Soy-containing diets are reported to be dietary factors in early life that optimize bone acquisition. Early-life soy exposure was found to promote bone growth and neonatal administration of soy isoflavones could attenuate bone deterioration during adulthood. However, the impact of soy components on gut microbiota in these studies was not characterized, and it is unclear if these bone acquisition effects are related to the actions of soy on gut microbiota composition. Moreover, it should be noted that different soy preparations were being used in different preclinical and clinical studies, including soy isoflavones extract or purified compounds (genistein and daidzein), soy protein isolates with isoflavones, whole soy products (soymilk and other soybean products). The differences in soy preparations might have different effects on the gut microflora, and hence on bone. Indeed, apart from being dietary sources of protein and isoflavones, soybeans are also rich in fibers (polysaccharides and oligosaccharides). Soybean oligosaccharides (SBOS), have been reported to increase the population of bifidobacteria in human fecal samples. In addition, soluble fibers from soy could be fermented by colonic bacteria, leading to SCFAs formation, thereby potentially exerting beneficial effects on bone.
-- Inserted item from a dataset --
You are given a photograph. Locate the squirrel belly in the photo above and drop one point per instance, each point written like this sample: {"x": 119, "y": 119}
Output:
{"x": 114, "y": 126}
Thus, it will be important to identify which dietary components of soy (soy fiber or soy isoflavones) exposed at early life will achieve optimal bone acquisition and gut microbiota.

Alteration of the composition of gut microbiota at early life by dietary soy appears to be a promising approach for enhancing bone growth. However, more studies are needed to address the following questions before any dietary advice for the use of soy in optimizing bone growth can be made: When will be the best time (before birth, nursing or after weaning) for dietary soy exposure for optimal gut microbiota and bone growth? Which component in soy (fiber or isoflavones, or both) offer(s) better effects on bone growth via the modulation of gut microbiome? Which microbes altered by soy are associated with optimal bone growth? Which biomarkers/metabolites (SCFAs, equol, or novel metabolites) can account for the optimal bone growth upon soy exposure?